Monde
Trois vies emportées dans l’incendie du conseil municipal de Makassar
La colère populaire, née de la mort d’un chauffeur de taxi-moto percuté par un véhicule policier, a conduit à des manifestations d’une rare violence dans plusieurs villes indonésiennes, confrontant le gouvernement à l’une de ses plus graves crises sociales.
Un drame s’est joué dans la nuit de vendredi à Makassar, principale agglomération de la province des Célèbes du Sud. Des manifestants ont incendié le bâtiment abritant le conseil provincial et municipal, provoquant la mort de trois personnes piégées par les flammes. Parmi les victimes figuraient deux employés de l’administration locale et un fonctionnaire. Plusieurs autres personnes ont dû être hospitalisées à la suite de cet épisode tragique.
Les événements se sont enchaînés avec une rapidité déconcertante. Des centaines de protestataires ont investi les abords de l’édifice officiel, lançant des projectiles et des cocktails Molotov en direction des forces de l’ordre. Rapidement, le feu s’est propagé à l’intérieur des locaux, tandis que des témoins alertaient sur la présence de personnes encore à l’étage. Les images diffusées par les médias locaux montraient une foule en effervescence, scandant des slogans révolutionnaires et assistant, impuissante ou complice, à l’embrasement généralisé.
Ces violences s’inscrivent dans un mouvement de protestation national déclenché par le décès d’un chauffeur de taxi-moto, percuté mortellement par un véhicule de police. Une vidéo amateur, devenue virale, a attisé l’indignation et mobilisé des milliers de personnes à travers le pays. À Jakarta, Surabaya ou encore Medan, les heurts entre manifestants et forces de l’ordre se sont multipliés, obligeant la police à recourir à des tirs de gaz lacrymogène pour contenir la foule.

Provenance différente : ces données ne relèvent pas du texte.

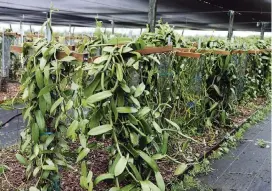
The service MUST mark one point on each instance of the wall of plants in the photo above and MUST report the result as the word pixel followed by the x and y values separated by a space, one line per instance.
pixel 141 103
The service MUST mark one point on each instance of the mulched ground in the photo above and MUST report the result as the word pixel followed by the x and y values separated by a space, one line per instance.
pixel 12 88
pixel 98 158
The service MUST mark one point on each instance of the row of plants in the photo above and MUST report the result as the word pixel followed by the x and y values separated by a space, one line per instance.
pixel 14 65
pixel 142 104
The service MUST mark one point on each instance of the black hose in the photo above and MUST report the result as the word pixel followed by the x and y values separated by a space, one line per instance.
pixel 9 120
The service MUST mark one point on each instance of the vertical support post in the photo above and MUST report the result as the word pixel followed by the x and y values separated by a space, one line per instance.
pixel 6 42
pixel 22 33
pixel 152 12
pixel 48 30
pixel 69 42
pixel 112 27
pixel 231 19
pixel 3 54
pixel 262 30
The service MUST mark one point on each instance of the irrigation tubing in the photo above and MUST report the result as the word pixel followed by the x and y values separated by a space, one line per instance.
pixel 206 154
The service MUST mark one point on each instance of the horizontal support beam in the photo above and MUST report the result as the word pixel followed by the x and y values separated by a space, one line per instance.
pixel 155 50
pixel 220 52
pixel 188 54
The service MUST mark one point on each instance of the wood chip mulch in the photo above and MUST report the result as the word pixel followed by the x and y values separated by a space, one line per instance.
pixel 98 158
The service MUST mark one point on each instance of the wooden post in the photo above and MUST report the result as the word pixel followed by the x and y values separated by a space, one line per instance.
pixel 22 33
pixel 230 31
pixel 262 30
pixel 152 12
pixel 6 43
pixel 112 26
pixel 69 41
pixel 47 30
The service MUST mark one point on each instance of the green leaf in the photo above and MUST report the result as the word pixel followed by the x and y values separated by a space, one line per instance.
pixel 144 186
pixel 213 106
pixel 173 124
pixel 35 132
pixel 114 189
pixel 164 143
pixel 103 177
pixel 40 120
pixel 39 78
pixel 109 49
pixel 42 104
pixel 56 104
pixel 101 59
pixel 83 154
pixel 216 89
pixel 69 105
pixel 160 181
pixel 132 119
pixel 128 187
pixel 33 189
pixel 135 171
pixel 152 186
pixel 151 162
pixel 83 140
pixel 135 101
pixel 36 171
pixel 119 72
pixel 114 110
pixel 21 159
pixel 45 90
pixel 134 138
pixel 158 156
pixel 68 59
pixel 127 49
pixel 63 84
pixel 49 140
pixel 49 167
pixel 43 62
pixel 120 166
pixel 180 169
pixel 139 90
pixel 72 128
pixel 157 127
pixel 100 130
pixel 36 149
pixel 144 111
pixel 83 169
pixel 126 110
pixel 125 87
pixel 98 97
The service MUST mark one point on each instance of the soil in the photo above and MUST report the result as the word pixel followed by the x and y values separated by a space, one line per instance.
pixel 99 157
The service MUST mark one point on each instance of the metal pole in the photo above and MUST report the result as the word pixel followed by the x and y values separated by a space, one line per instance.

Le président Prabowo Subianto s’est rendu au domicile de la victime pour présenter ses condoléances et a promis une enquête transparente sur les circonstances du drame. Sept policiers ont été interpellés dans le cadre de l’enquête. Mais au-delà de ce fait divers dramatique, c’est un profond malaise social qui se fait jour. Les manifestants dénoncent également des conditions de vie précaires, des inégalités croissantes et des privilèges perçus comme excessifs accordés aux élus.
La colère semble d’autant plus vive que le gouvernement actuel, arrivé au pouvoir en octobre dernier, ambitionnait d’élever l’Indonésie au rang des puissances mondiales. Or, certaines de ses décisions économiques, notamment des coupes budgétaires massives au profit de programmes sociaux ciblés, ont été vivement critiquées. La situation reste extrêmement tendue dans plusieurs métropoles, où le moindre incident pourrait faire basculer l’ordre public.